By GEORGE WALTER NIVEN.
There are at present twenty-six submarine cable companies, the combined capital of which is about forty million pounds sterling. Their revenue, including subsidies, amounts to 3,204,060£.; and their reserves and sinking funds to 3,610,000£.; and their dividends are from one to 14¾ per cent. The receipts from the Atlantic cables alone amount to about 800,000£. annually.
The number of cables laid down throughout the world is 1,045, of which 798 belong to governments and 247 to private companies. The total length of those cables is 120,070 nautical miles, of which 107,546 are owned by private telegraph companies, nearly all British; the remainder, or 12,524 miles, are owned by governments.
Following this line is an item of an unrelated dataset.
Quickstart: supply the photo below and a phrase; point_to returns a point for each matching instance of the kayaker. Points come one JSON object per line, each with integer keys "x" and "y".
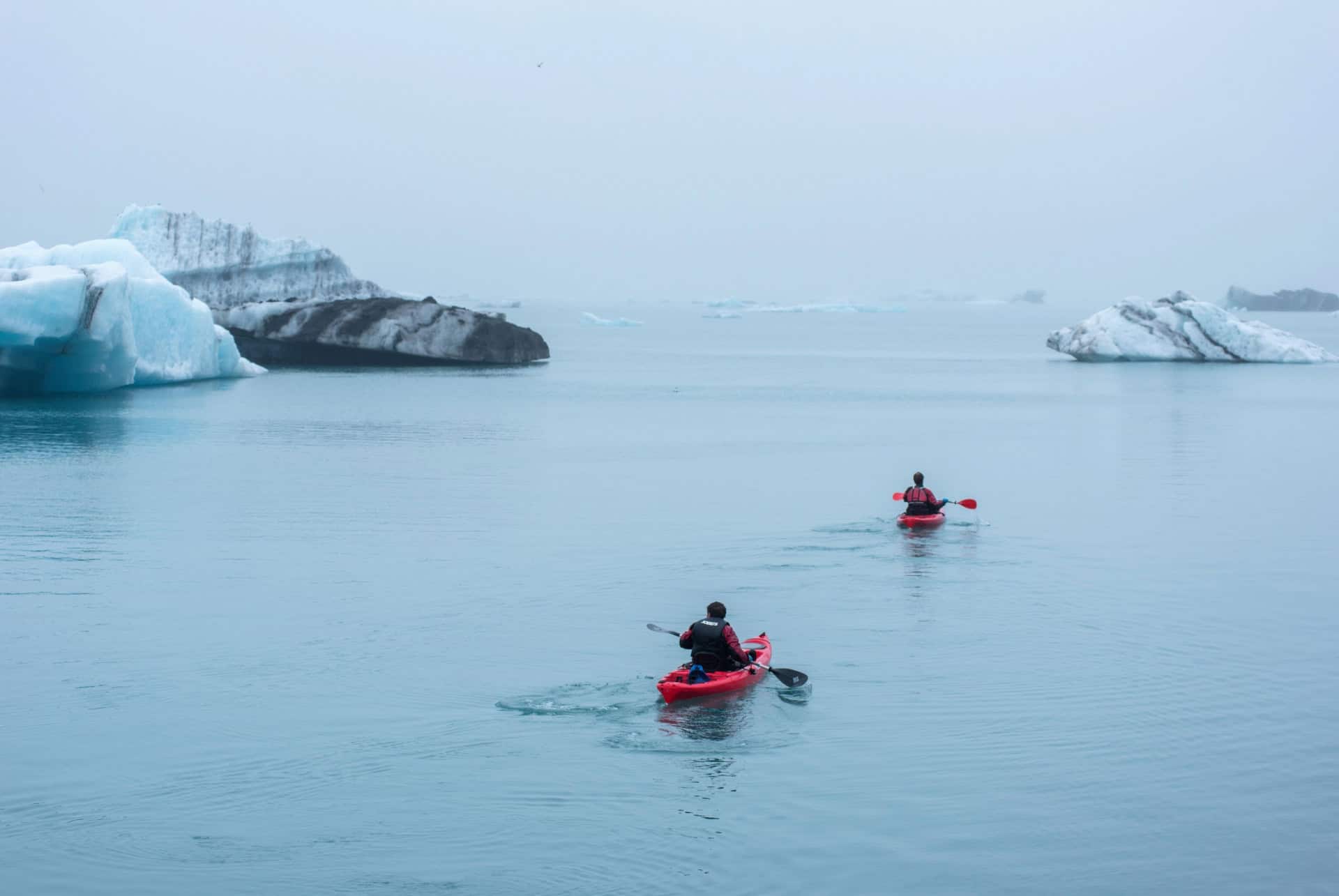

MAP SHOWING CABLES FROM GREAT BRITAIN TO AMERICA AND THE CONTINENT.
The third largest cable company is the Anglo-American Telegraph Company, with thirteen cables, of a total length of 10,196 miles.
The British government has one hundred and three cables around our shores, of a total length of 1,489 miles. If we include India and the colonies, the British empire owns altogether two hundred and sixteen cables of a total length of 3,811 miles.
The longest government cable in British waters is that from Sinclair Bay, Wick, to Sandwick Bay, Shetland, of the length of 122 miles, and laid in 1885. The shortest being four cables across the Gloucester and Sharpness Canal, at the latter place, and each less than 300 ft. in length.
Of government cables the greatest number is owned by Norway, with two hundred and thirty-six, averaging, however, less than a mile each in length.